私の反応が予想外だったのか、店主は目を丸くしていた。


「嬢ちゃん聖女様のお話を知らないのか? 王都なら子供でも知ってるがなぁ」


 聖女にそんな知名度があるとは知らなかった。ならばどうして、今日まで聖女の話を耳にすることがなかったのだろうか。

 その時、フレデリカが羽根の生えた腕を私の肩にのせて引き寄せた。そしてまるで鳥が警戒するかのように嘴でカチカチと音を立てる。

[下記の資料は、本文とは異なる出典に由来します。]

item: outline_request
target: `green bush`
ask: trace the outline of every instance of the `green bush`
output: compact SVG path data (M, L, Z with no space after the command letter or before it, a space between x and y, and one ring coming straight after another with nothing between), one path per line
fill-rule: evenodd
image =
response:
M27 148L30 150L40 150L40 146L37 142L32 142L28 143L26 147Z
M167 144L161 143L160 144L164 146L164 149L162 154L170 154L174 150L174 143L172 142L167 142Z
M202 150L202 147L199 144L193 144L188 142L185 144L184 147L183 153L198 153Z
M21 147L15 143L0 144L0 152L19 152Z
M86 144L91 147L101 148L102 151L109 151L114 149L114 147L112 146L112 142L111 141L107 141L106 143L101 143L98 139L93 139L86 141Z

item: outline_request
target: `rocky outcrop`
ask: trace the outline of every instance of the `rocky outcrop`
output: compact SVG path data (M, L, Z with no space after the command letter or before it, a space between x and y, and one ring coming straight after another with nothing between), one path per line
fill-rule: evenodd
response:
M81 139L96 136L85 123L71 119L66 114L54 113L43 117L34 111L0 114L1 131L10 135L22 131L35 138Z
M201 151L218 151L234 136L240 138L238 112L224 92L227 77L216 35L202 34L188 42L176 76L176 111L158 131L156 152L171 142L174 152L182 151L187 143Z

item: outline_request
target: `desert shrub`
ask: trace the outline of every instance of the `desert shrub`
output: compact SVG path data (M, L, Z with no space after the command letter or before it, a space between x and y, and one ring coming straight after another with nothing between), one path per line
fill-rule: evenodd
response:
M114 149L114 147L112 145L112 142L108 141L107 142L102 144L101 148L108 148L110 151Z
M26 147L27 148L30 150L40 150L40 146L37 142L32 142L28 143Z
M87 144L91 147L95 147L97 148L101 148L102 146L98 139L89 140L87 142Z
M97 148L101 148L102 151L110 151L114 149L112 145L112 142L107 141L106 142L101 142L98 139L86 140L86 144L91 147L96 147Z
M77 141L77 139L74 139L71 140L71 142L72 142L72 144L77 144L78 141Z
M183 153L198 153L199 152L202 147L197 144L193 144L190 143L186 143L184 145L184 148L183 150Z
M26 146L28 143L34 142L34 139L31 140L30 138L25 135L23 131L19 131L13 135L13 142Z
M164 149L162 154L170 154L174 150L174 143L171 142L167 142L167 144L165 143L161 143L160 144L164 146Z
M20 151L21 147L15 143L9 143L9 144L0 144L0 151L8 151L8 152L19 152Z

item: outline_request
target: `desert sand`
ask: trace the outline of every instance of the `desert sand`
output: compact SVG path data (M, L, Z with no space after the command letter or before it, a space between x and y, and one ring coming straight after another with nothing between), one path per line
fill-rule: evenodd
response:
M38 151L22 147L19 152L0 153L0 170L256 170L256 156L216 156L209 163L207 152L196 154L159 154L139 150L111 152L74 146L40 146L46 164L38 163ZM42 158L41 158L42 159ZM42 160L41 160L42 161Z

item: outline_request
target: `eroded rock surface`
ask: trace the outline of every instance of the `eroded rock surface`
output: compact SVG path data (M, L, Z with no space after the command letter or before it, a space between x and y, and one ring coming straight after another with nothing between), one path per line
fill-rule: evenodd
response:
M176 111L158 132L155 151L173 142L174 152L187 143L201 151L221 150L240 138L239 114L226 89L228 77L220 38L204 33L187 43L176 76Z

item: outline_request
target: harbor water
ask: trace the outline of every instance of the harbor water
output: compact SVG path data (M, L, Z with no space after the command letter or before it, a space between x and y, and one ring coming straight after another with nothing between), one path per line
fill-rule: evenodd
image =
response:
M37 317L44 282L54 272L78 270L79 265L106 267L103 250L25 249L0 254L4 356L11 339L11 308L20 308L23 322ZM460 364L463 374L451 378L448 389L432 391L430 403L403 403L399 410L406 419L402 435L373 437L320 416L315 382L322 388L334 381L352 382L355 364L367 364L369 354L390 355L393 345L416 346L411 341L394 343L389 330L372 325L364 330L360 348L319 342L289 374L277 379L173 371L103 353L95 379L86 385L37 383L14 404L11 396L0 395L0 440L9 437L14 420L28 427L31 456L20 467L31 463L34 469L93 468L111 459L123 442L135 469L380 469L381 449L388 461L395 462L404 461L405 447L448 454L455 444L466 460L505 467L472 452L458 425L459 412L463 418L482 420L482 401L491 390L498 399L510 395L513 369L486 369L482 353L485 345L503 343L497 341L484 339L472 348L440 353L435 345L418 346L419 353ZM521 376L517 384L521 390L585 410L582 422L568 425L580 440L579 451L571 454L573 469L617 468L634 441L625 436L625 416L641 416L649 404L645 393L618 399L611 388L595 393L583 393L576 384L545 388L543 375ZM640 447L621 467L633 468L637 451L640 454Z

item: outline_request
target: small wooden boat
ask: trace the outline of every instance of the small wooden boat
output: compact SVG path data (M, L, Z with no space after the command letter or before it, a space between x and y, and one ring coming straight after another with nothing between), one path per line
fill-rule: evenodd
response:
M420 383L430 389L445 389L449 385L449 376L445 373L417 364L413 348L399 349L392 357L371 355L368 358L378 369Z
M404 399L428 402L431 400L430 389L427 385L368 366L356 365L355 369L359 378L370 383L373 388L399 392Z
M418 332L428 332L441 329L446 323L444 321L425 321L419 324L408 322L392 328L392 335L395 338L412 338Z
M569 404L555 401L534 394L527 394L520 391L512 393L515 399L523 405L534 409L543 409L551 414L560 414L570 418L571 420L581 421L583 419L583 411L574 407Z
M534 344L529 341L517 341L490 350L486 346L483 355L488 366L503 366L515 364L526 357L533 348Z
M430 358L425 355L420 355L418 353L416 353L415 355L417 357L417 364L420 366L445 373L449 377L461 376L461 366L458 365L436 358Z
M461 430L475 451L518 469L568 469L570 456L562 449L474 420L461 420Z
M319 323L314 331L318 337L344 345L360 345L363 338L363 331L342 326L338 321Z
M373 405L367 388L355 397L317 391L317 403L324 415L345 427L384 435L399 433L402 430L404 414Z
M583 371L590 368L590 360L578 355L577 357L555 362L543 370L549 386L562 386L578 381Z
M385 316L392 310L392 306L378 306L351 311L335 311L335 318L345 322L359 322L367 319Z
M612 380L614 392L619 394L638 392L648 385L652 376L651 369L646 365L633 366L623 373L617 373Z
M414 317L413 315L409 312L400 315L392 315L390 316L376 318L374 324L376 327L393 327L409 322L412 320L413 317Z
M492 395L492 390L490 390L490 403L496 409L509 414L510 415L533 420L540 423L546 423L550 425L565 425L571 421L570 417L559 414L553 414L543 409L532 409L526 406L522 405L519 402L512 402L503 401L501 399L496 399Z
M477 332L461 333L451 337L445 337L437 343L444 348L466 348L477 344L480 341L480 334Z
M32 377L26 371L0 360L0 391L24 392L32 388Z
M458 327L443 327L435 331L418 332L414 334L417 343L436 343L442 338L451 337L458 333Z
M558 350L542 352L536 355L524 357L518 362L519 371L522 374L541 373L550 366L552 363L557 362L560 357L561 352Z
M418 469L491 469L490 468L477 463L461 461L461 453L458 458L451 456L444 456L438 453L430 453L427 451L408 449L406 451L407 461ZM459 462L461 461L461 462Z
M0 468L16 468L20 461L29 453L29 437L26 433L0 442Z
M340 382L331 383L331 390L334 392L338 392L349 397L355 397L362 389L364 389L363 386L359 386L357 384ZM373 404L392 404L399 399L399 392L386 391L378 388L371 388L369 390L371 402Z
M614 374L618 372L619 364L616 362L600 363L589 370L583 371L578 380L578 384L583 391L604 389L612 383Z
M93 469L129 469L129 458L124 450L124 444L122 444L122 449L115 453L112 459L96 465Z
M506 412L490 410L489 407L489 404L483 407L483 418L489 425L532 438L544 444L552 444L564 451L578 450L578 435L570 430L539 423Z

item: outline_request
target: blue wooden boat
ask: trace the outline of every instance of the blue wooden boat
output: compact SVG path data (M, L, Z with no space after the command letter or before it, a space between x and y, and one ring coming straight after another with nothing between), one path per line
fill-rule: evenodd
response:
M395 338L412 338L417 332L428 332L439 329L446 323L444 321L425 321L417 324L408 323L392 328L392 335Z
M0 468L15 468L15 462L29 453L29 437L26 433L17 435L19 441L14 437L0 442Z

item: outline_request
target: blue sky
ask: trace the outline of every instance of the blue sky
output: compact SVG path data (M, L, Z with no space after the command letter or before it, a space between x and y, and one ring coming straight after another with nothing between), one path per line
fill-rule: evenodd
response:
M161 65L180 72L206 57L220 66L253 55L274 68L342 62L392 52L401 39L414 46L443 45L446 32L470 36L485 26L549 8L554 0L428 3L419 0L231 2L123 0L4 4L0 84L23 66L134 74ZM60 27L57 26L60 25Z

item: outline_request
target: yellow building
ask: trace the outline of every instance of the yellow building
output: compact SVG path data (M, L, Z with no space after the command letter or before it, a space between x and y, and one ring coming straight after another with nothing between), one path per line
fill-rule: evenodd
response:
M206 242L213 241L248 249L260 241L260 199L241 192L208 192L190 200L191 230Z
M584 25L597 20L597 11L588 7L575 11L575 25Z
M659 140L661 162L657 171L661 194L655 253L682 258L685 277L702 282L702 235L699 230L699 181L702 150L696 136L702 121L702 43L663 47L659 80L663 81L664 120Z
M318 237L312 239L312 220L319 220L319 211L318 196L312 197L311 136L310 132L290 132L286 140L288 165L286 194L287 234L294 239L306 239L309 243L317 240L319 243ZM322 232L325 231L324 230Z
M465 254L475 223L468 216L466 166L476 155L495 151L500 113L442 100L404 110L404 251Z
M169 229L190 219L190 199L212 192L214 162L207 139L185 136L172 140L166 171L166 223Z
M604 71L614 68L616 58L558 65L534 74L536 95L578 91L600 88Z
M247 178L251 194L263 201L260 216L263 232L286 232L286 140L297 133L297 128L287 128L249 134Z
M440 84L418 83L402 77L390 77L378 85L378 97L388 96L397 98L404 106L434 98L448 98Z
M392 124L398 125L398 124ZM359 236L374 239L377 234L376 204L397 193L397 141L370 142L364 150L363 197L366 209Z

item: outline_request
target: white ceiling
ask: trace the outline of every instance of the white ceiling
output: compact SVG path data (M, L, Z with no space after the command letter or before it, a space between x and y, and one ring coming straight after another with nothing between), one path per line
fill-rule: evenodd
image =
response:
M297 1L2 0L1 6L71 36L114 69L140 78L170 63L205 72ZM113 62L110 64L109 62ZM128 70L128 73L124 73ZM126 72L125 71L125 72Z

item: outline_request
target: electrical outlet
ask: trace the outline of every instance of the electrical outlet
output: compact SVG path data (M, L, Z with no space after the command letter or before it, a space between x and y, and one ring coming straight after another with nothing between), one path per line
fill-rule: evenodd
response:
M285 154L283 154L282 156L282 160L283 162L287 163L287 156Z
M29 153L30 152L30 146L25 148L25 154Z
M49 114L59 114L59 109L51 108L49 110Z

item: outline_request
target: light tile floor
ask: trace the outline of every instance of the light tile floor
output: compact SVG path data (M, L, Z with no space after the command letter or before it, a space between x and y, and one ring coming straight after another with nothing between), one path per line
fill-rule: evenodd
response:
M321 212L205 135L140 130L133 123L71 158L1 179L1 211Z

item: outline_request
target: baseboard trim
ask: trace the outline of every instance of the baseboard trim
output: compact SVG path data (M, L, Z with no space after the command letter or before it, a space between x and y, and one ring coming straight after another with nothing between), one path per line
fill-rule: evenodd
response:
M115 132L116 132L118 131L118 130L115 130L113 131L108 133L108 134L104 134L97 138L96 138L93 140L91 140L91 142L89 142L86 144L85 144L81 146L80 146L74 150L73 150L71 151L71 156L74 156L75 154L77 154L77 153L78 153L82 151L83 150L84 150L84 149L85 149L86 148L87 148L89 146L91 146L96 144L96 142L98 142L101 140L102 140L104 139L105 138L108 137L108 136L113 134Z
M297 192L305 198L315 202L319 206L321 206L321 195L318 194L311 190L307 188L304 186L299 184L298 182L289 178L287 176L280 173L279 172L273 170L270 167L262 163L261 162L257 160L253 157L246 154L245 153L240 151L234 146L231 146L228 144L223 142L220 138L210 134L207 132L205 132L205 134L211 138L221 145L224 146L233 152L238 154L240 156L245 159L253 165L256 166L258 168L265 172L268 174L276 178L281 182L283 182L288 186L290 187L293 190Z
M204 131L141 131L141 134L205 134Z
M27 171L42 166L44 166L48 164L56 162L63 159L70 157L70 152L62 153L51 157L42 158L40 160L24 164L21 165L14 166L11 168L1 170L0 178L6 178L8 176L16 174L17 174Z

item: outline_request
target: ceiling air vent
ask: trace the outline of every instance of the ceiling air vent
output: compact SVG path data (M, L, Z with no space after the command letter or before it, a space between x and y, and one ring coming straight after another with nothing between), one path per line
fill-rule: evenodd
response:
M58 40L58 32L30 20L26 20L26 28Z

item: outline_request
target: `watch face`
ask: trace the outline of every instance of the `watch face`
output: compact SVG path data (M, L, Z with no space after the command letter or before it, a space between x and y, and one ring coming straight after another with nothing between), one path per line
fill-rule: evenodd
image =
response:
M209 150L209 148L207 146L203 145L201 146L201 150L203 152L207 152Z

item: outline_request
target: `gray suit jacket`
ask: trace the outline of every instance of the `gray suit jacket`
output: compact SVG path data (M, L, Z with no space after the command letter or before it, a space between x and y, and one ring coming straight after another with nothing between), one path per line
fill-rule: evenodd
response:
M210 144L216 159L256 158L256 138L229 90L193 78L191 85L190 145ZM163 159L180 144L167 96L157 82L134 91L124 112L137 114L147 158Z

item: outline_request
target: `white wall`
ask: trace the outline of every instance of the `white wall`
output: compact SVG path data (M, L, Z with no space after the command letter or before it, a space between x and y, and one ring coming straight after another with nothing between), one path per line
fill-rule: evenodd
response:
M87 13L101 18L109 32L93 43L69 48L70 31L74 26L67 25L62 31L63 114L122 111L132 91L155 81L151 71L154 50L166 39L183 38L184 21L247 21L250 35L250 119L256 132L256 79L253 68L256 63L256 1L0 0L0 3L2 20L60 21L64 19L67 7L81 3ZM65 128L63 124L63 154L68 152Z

「おじちゃん。田舎にゃ絵本なんて上等なものはないんだ。誰でも知ってるわけじゃないさ」


 フレデリカの言葉に、私の頭は更に混乱してしまった。


「聖女は絵本にのっているんですか?」


「そうさ。聖女は勇者と旅をして、たくさんの魔物を救ったんだ。最期には身を挺して、この国をお守りになったんだ」


 店主は自慢げに言った。


「最期ということは、その聖女様はお亡くなりになられたんですか?」


 困惑して問うと、店主はまたしても大笑いをした。どうやら笑い上戸らしい。


「はっはっは、もう二百年も前の話だ。興味があるなら城の近くに祠があるから行ってみるといい。字が読めなくても絵で描いてあるからわかりやすいぞ」


「行ったことないなら私が案内するよ!」


 フレデリカが立候補してくれる。

 仮面を探しに来たにいいのだろうかという迷いはあったが、銀狼国で語り継がれる聖女がどのようなものか知りたいという好奇心には勝てなかった。


「お願いできますか?」


 私がそう言うと、フレデリカは勢いよく頷いたのだった。